Iron Ore Incident Investigation: An Analysis of Manufacturing Processes

Megan Smith

Expert Data Analyst │ Excel │ Tableau │ SQL │ R │ Python │ Domo

Published May 16, 2024

Introduction

The United States produced about 46 million metric tons of iron ore in 2022. This only accounted for about 2% of the total iron ore mined globally. For the past 50 years in the United States, more than 90% of iron ore production has been mined from Lake Superior deposits. Being from Michigan, the Great Lakes State, learning more about this mining process was especially intriguing. Iron ore is a raw material used for building bridges, trains and rails, buildings, bikes, and much more. It’s everywhere, including smartphones, and even paint and some cosmetics. You can learn more about where iron ore is present in various products here.

The Mining Process

Iron ore is not found in pure form. It is mixed in with dirt, rock, and other minerals. Flotation plants are commonly used to separate valuable iron ore from impurities. Here is a basic rundown of the process:

Crush and Grind: Crush the rocks down to create a fine powder
Mix with Water: Mix the fine powder with water to create a thick, watery mud called slurry or pulp.
Add Chemicals: Three types of chemicals are added to the slurry: collectors, modifiers, and depressants. Collectors, like amines, are designed to attach to the surfaces of iron ore particles so they can be easily separated from impurities later. Modifiers control the pH levels of the slurry. Maintaining the correct pH level impacts how well the collectors attach to iron ore particles. Depressants, like starch and silica, prevent unwanted minerals from adhering to bubbles where the iron ore particles attach in the next phase of the mining process.
Create Bubbles: Air is blown into the slurry to create a frothy layer. With the added chemicals, the iron ore particles attach to the bubbles.
Collect the Froth: The iron ore bubble froth is skimmed off the top of the slurry.
Separate: The collected froth may still contain other impurities but is rich in iron ore. Then, it is processed further.
Dry and Prepare for Shipping: The concentrated iron ore is dried and prepared for shipping to be used in iron and steel factories.

The data for this project focuses on steps three through six of this process.

Objective

For this project, I’m assuming a data analyst role for a mining company to analyze data from a flotation plant. I have been tasked with the following main objectives:

Identify correlations within the dataset.
Investigate if something significant happened on June 1st.
Determine how the critical columns changed throughout the day on the first of June.

Key Findings

The pH levels of the ore pulp are always between 8.8 and 10.8, which is within the target range
Strong linear relationships exist between the percent silica and iron feeds and the percent silica and iron concentrations.
Fluctuations in critical columns on June 1st were within the normal range, indicating there was not an incident on the first of June.

The Data

The data for this project is from March 2017 to September 2017 and can be found on Kaggle, a community platform where data analysts and data scientists can discover and publish datasets. This is real-world data from a flotation mining plant in South America. The collected data is from one portion of the refining iron ore process.

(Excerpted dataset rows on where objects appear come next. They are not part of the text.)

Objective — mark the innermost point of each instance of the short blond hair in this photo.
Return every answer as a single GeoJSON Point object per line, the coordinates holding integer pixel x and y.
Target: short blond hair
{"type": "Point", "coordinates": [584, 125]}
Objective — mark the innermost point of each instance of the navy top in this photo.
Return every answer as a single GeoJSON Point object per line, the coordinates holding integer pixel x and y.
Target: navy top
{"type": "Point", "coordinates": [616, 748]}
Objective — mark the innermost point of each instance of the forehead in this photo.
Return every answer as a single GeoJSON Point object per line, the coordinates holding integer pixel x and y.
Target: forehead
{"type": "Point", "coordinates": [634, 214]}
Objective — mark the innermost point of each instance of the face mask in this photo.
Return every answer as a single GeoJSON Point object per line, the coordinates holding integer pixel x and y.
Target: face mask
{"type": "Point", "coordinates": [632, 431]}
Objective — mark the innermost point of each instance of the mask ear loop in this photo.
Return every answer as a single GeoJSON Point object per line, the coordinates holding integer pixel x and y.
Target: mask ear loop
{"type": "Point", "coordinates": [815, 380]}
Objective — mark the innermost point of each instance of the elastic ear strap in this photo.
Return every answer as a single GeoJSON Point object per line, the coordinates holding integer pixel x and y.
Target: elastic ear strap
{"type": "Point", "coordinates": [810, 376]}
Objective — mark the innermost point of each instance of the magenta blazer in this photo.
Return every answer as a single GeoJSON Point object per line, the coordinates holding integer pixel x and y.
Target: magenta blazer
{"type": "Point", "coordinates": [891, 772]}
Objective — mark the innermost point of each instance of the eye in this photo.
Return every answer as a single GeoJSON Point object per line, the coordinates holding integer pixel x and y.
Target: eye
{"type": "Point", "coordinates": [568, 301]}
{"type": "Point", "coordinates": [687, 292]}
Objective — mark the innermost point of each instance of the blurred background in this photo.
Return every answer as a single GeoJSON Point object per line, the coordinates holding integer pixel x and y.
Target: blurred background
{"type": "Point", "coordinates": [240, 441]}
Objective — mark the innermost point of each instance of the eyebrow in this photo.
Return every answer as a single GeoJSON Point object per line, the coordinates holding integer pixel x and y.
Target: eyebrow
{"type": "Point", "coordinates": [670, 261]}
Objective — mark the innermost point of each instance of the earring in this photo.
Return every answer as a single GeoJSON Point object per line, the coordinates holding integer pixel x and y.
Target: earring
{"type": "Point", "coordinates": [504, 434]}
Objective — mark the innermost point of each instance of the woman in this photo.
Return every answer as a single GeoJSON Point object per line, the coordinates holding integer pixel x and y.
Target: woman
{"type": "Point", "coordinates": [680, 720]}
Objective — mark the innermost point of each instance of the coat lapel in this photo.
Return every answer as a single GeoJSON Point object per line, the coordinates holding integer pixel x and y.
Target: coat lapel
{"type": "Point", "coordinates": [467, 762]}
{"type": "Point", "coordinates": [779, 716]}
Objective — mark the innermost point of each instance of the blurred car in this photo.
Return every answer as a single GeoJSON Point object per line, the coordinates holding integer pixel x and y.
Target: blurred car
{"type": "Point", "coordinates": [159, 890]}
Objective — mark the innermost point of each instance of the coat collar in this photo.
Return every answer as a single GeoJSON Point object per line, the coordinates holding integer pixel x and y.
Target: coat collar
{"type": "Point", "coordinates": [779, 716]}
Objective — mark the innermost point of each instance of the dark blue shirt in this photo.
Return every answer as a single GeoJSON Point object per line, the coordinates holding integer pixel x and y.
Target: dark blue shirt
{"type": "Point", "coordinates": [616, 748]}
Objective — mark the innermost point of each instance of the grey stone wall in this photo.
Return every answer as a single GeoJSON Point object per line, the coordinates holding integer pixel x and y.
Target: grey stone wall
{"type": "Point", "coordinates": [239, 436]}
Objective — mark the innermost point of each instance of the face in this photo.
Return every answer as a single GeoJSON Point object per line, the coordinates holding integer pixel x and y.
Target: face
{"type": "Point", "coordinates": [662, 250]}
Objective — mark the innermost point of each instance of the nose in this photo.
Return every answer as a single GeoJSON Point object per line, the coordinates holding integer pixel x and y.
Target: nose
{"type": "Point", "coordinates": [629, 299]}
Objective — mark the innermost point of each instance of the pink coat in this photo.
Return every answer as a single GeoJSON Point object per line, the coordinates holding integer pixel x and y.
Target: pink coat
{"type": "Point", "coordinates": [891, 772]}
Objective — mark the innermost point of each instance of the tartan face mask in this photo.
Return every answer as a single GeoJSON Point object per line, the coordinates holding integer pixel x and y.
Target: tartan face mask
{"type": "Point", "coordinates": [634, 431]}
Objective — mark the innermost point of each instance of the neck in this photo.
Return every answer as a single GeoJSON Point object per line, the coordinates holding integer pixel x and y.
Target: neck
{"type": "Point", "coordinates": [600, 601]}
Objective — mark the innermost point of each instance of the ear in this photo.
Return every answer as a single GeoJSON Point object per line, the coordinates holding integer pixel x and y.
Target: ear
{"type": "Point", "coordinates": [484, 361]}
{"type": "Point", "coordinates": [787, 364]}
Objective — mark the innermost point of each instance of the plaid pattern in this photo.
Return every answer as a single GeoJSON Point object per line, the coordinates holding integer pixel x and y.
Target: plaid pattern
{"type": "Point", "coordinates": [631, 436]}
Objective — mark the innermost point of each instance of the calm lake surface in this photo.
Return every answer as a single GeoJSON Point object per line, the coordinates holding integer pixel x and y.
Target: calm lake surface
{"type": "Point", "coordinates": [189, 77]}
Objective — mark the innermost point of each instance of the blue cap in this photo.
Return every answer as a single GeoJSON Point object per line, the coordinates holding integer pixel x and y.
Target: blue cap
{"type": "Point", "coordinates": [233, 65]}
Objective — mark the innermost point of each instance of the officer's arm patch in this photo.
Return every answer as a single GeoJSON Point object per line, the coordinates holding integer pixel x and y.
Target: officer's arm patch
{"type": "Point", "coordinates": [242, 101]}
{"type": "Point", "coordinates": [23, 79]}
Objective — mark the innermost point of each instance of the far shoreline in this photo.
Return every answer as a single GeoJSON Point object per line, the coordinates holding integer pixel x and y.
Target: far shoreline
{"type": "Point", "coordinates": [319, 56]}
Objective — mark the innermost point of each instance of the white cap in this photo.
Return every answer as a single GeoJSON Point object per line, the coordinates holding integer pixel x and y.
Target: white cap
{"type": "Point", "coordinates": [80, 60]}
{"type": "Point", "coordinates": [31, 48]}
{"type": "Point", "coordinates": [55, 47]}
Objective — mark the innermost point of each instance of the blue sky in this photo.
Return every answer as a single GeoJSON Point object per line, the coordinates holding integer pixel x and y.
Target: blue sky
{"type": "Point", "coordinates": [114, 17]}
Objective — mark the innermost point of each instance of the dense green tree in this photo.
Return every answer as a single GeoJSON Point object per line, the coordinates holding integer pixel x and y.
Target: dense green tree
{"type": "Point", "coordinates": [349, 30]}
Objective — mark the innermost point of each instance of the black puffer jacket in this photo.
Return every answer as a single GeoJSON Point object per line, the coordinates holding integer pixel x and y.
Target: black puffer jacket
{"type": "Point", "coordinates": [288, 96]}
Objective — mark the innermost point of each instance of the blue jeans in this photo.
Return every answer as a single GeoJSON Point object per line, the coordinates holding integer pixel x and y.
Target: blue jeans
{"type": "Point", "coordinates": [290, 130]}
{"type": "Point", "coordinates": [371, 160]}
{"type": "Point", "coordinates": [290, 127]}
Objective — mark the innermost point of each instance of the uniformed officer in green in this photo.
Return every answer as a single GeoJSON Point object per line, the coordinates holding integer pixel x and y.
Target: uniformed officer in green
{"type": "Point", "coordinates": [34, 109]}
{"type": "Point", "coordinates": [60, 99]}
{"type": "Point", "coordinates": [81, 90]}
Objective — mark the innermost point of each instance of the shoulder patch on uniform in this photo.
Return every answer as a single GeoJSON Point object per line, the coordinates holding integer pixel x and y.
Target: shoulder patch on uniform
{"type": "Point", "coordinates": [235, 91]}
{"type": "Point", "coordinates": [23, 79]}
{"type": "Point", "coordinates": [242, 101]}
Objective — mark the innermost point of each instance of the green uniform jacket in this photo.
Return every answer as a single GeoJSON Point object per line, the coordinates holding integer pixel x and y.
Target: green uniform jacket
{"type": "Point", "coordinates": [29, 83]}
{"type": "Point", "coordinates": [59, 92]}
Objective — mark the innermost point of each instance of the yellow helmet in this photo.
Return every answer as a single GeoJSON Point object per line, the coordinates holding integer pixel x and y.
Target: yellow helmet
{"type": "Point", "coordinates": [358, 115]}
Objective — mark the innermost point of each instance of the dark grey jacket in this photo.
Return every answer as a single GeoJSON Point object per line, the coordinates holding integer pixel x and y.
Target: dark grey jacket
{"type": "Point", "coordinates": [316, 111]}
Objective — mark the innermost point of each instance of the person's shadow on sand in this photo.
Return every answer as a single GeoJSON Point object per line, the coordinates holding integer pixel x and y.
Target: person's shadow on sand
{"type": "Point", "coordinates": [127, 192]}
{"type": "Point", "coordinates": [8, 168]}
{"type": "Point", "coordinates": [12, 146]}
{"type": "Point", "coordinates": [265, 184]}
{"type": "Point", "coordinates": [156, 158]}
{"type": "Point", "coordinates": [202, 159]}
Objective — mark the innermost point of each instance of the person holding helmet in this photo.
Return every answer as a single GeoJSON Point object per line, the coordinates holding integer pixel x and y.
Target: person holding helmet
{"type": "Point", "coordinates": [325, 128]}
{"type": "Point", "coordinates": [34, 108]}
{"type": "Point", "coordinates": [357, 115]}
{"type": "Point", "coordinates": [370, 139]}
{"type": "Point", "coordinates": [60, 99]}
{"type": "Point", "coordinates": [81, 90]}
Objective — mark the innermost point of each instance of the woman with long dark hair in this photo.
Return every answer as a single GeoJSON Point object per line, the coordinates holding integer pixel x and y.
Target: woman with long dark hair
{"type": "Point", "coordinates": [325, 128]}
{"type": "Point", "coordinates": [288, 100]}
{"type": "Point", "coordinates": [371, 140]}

This dataset contains over 730,000 samples or changes in the flotation process. The timestamp column reveals that some samples were taken every 20 seconds, while others were taken hourly. The columns containing the percent iron feed and percent silica feed are quality measures of the iron ore before it is fed into the flotation plant. The columns that state the starch flow, Amina flow, ore pulp flow, ore pulp pH, and ore pulp density are the most critical variables that impact the ore quality at the end of the process. The airflow and the slurry froth level columns also affect ore quality. Lastly, the percent iron concentrate and percent silica concentrate are measured again at the end of the flotation process.

The data was downloaded as a Comma Separated Values (CSV) file and then imported into Python, a computer programming language used to perform data analysis, through Deepnote. Like Jupyter, Deepnote is an interactive development environment (IDE) that allows you to write and run Python code and visualize data, but it is a cloud-based platform.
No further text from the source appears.